Konflikte werden von den Betroffenen als unangenehm und energieraubend empfunden. Und die Personen, die wegen eines Konflikts einen Coach aufsuchen - also die Coachees? Sie geben meist dem Konfliktpartner die Schuld an der Situation; zumindest trägt er in ihren Augen den Löwenanteil hieran. Deshalb ist ihr häufigstes Einstiegsziel: Der Konfliktpartner soll sich oder sein Verhalten ändern.
Ein systemisches Coaching kennt aber die Kategorien "schuldig" oder "richtig und falsch" nicht. Denn Konflikte werden als eine Verflechtung von Gegebenheiten im System (zum Beispiel Familie, Organisation) gesehen. Und Verhaltensweisen? Sie werden als durch Situationen und Verhaltensweisen von Systempartnern bedingt erachtet.
Ein realistisches Ziel formulieren
Deshalb lauten die zentralen Fragen beim l?sungsorientierten Arbeiten eines systemischen Coachs mit seinem Coachee:
"Was können Sie tun, damit es k?nftig nicht mehr zum Konflikt kommt?" Beziehungsweise:
"Was können Sie tun, damit Sie die Situation nicht mehr so belastet?"
Denn unrealistisch ist (meist) das Ziel, den Konfliktpartner zu ändern. Als gilt es herauszufinden, was den Coachee genau an der aktuellen Situation stört und welche Veränderungen er sich wünscht. Je präziser er dies benennen kann, umso leichter kann er mögliche Lösungswege ermitteln.

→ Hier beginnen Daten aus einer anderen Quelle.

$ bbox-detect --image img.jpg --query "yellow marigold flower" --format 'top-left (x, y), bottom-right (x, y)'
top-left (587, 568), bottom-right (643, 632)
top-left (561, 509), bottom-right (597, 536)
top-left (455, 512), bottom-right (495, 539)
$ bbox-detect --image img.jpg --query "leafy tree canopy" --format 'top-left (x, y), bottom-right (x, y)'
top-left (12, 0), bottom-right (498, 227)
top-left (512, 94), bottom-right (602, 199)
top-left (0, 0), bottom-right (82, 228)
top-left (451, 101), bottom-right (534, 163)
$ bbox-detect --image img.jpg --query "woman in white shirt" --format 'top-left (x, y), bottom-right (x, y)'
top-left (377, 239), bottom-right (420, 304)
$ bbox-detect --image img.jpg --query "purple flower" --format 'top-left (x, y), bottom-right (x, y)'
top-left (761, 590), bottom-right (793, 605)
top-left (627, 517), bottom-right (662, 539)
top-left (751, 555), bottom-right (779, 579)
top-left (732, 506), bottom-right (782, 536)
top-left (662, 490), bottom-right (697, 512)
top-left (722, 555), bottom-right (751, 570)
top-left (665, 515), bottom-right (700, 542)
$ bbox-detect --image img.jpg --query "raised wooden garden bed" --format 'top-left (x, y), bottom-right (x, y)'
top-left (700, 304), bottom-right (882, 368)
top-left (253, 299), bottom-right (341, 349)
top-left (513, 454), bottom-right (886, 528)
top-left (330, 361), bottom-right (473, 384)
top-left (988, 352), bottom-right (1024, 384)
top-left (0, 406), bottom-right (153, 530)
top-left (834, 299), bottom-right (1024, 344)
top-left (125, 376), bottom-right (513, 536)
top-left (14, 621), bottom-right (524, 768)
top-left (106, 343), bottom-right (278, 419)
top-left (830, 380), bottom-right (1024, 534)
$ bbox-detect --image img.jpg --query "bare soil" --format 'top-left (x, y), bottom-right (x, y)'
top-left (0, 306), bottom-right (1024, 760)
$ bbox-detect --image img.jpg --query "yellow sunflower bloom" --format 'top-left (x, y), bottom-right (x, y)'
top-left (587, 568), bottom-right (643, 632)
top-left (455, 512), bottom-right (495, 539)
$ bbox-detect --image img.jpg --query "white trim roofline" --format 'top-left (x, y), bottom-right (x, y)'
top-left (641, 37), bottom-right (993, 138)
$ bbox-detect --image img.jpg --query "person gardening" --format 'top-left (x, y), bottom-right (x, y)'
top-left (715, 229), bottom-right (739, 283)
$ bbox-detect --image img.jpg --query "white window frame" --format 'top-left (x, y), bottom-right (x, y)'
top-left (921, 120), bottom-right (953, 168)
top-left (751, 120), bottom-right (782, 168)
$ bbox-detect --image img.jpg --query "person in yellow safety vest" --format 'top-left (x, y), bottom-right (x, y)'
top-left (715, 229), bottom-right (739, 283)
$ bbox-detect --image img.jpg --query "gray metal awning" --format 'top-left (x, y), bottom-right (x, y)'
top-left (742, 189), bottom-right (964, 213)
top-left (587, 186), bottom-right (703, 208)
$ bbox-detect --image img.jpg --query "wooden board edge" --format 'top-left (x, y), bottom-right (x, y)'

Bei vielen Konflikten ist keine direkte Lösung der Situation möglich. Der Coachee kann zum Beispiel seinen Kollegen nicht ent- oder die Firma verlassen, weil er seine Familie ernähren muss. Er kann aber an einer Lösung zweiter Ordnung arbeiten - nämlich seiner Einstellung zu den Dingen:
"Was kann ich tun, um die Situation bestmöglich auszuhalten?" Oder:
"Was kann ich unternehmen, damit es nicht schlimmer wird?"
Dann sollte sich der Coach mit dem Coachee auf die Suche nach Ressourcen begeben, die Letzterem hierbei helfen. Beim Konfliktcoaching haben sich unter anderem folgende Übungen bewährt.
Intervention 1: Mit einer Metapher, einem Bild arbeiten
Ziel: Den Coachee zum Einnehmen einer anderen Perspektive motivieren, damit sich eventuell neue Lösungswege zeigen.
Dauer: 10 bis 15 Minuten
Vorgehen: Vermutlich kennen Sie sogenannte Umspring- oder Kippbilder, bei denen man abhängig von der Perspektive ein anderes Motiv sieht. Ein sehr bekanntes Kippbild ist das Bild, bei dem man abhängig von der Perspektive eine junge oder alte Frau sieht.
Fragen Sie den Coachee, was er auf dem Bild sieht. Abhängig davon, welche der beiden Frauen er sieht, bitten Sie ihn, die jeweils andere Frau zu sehen. Das ist erfahrungsgemäß schwierig und dauert meist einige Zeit.
Anhand dieser Metapher können Sie als Coach anschließend den Coachee zur Reflexion der Konfliktsituation anregen - zum Beispiel mit folgenden Fragen:
"Was bedeutet diese Erfahrung (mit dem Kippbild) für Ihre aktuelle Konfliktsituation?"
"Welche Seite sehen Sie gerade in dem Konflikt? Wie können Sie diese beschreiben?"
"Wie könnte eine andere Seite aussehen? Wie können Sie diese beschreiben?"
Menschen in Konflikten tendieren zur Schwarz-Weiß-Malerei. Es gibt aber immer auch eine andere Sichtweise der Dinge. Man muss sich aber, wie bei dem Bild, bemühen, die andere Seite zu sehen - dann zeigen sich auch neue Lösungen.